여기서 ${MSE}_{f} = \frac{1}{N_{f}} \sum_{i = 1}^{N_{f}} {| f (x_{f}^{i}, t_{f}^{i}) |}^{2}$ 및 ${MSE}_{u} = \frac{1}{N_{u}} \sum_{i = 1}^{N_{u}} {| u (x_{u}^{i}, t_{u}^{i}) - u^{i} |}^{2}$ 이며, 함수 $f$ 는 버거스 방정식 좌변이고, ${x_{u}^{i}, t_{u}^{i}}_{i = 1}^{N_{u}}$ 는 계산 영역 경계에 있는 연결 점에 해당하며 경계 조건과 초기 조건을 모두 반영합니다. ${x_{f}^{i}, t_{f}^{i}}_{i = 1}^{N_{f}}$ 는 계산 영역 내부에 있는 점입니다.

function [loss,gradients] = modelLoss(net,X,T,X0,T0,U0)

% Make predictions with the initial conditions.
XT = cat(1,X,T);
U = forward(net,XT);

% Calculate derivatives with respect to X and T.
X = stripdims(X);
T = stripdims(T);
U = stripdims(U);
Ux = dljacobian(U,X,1);
Ut = dljacobian(U,T,1);

% Calculate second-order derivatives with respect to X.
Uxx = dldivergence(Ux,X,1);

% Calculate mseF. Enforce Burger's equation.
f = Ut + U.*Ux - (0.01./pi).*Uxx;
mseF = mean(f.^2);

% Calculate mseU. Enforce initial and boundary conditions.
XT0 = cat(1,X0,T0);
U0Pred = forward(net,XT0);
mseU = l2loss(U0Pred,U0);

% Calculated loss to be minimized by combining errors.
loss = mseF + mseU;

% Calculate gradients with respect to the learnable parameters.
gradients = dlgradient(loss,net.Learnables);

end

훈련 옵션 지정하기

다음과 같이 훈련 옵션을 지정합니다.

L-BFGS 솔버를 사용하여 훈련시키고, L-BFGS 솔버 상태에 대해 디폴트 옵션을 사용합니다.
훈련을 1500번 수행합니다.
기울기 또는 스텝의 노름이 $1 0^{- 5}$ 보다 작은 경우 훈련을 조기에 중지합니다.

solverState = lbfgsState;
maxIterations = 1500;
gradientTolerance = 1e-5;
stepTolerance = 1e-5;

신경망 훈련시키기

훈련 데이터를 dlarray 객체로 변환합니다. 입력값 X와 T의 형식이 "BC"(배치, 채널)이고 초기 조건의 형식이 "CB"(채널, 배치)임을 지정합니다.

X = dlarray(dataX,"BC");
T = dlarray(dataT,"BC");
X0 = dlarray(X0,"CB");
T0 = dlarray(T0,"CB");
U0 = dlarray(U0,"CB");

dlaccelerate 함수를 사용하여 손실 함수를 가속화합니다. 함수 가속화에 대한 자세한 내용은 Deep Learning Function Acceleration for Custom Training Loops 항목을 참조하십시오.
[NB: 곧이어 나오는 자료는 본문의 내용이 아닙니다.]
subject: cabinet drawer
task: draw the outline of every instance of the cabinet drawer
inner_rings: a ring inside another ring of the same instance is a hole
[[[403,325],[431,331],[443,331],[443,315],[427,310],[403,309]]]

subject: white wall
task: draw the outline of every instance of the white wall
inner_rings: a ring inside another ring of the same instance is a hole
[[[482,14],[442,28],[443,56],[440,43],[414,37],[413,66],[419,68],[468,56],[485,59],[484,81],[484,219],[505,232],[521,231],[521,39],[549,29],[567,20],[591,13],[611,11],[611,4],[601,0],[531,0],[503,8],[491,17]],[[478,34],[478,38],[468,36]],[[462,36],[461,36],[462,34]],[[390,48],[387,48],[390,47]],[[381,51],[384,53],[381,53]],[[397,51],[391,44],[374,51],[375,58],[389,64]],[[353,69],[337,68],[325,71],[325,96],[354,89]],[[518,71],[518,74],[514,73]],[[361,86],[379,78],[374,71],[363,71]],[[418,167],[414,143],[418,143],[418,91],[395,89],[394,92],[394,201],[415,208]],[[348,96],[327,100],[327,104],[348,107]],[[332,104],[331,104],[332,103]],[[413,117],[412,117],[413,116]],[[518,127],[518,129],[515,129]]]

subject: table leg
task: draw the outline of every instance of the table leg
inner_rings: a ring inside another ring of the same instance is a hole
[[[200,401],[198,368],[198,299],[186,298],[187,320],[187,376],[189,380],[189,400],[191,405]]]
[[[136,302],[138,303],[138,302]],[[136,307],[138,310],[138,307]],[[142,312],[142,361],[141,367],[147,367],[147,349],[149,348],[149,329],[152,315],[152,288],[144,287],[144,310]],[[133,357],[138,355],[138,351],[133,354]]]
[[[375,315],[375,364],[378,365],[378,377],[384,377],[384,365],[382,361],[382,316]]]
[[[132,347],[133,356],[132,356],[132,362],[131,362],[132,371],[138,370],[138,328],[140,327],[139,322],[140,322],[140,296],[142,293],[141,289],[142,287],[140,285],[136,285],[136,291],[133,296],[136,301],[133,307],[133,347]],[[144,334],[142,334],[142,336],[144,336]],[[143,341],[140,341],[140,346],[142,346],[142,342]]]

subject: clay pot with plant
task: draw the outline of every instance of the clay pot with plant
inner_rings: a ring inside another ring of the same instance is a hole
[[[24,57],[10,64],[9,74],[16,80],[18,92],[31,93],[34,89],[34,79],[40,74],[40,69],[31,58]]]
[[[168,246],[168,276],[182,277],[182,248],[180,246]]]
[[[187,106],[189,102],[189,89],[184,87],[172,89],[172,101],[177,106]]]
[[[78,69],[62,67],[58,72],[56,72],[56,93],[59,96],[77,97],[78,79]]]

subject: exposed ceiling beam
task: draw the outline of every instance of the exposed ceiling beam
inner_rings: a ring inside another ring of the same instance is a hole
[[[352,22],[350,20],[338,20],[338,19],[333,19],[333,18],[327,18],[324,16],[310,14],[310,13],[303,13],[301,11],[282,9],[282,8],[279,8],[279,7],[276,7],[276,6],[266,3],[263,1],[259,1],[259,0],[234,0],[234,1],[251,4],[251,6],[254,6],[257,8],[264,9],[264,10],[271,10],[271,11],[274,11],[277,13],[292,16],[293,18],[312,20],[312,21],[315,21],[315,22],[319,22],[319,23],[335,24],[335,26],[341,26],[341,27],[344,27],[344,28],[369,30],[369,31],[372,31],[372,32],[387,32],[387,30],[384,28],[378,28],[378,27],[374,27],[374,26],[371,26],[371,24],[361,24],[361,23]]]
accfun = dlaccelerate(@modelLoss);

L-BFGS 업데이트 스텝에 대한 손실 함수를 포함하는 함수 핸들을 만듭니다. 자동 미분을 사용하여 modelLoss 함수 내에서 dlgradient 함수를 실행하기 위해 dlfeval 함수를 사용합니다.

lossFcn = @(net) dlfeval(accfun,net,X,T,X0,T0,U0);

TrainingProgressMonitor 객체를 초기화합니다. 각 반복마다 손실을 플로팅하고 기울기와 스텝의 노름을 모니터링합니다. monitor 객체를 생성할 때 타이머가 시작되므로 이 객체를 훈련 루프와 가깝게 생성해야 합니다.

monitor = trainingProgressMonitor( ...
    Metrics="TrainingLoss", ...
    Info=["Iteration" "GradientsNorm" "StepNorm"], ...
    XLabel="Iteration");

각 반복마다 전체 데이터 세트를 사용하는 사용자 지정 훈련 루프를 사용하여 신경망을 훈련시킵니다. 각 반복에 대해 다음을 수행합니다.

lbfgsupdate 함수를 사용하여 신경망의 학습 가능 파라미터와 솔버 상태를 업데이트합니다.
훈련 진행 상황 모니터를 업데이트합니다.
기울기 노름이 지정된 허용오차보다 작거나 직선 탐색이 실패하는 경우 훈련을 조기에 중지합니다.

iteration = 0;
while iteration < maxIterations && ~monitor.Stop
    iteration = iteration + 1;
    [net, solverState] = lbfgsupdate(net,lossFcn,solverState);

    updateInfo(monitor, ...
        Iteration=iteration, ...
        GradientsNorm=solverState.GradientsNorm, ...
        StepNorm=solverState.StepNorm);

    recordMetrics(monitor,iteration,TrainingLoss=solverState.Loss);

    monitor.Progress = 100*iteration/maxIterations;

    if solverState.GradientsNorm < gradientTolerance || ...
            solverState.StepNorm < stepTolerance || ...
            solverState.LineSearchStatus == "failed"
        break
    end

end

모델 정확도 평가하기

$t$ 값 0.25, 0.5, 0.75, 1에서, 딥러닝 모델의 예측 값을 버거스 방정식의 실제 해와 비교합니다.

모델을 테스트할 목표 시간을 설정합니다. 각 시간마다, [-1,1] 범위의 간격이 균일한 1001개 점에서 해를 계산합니다.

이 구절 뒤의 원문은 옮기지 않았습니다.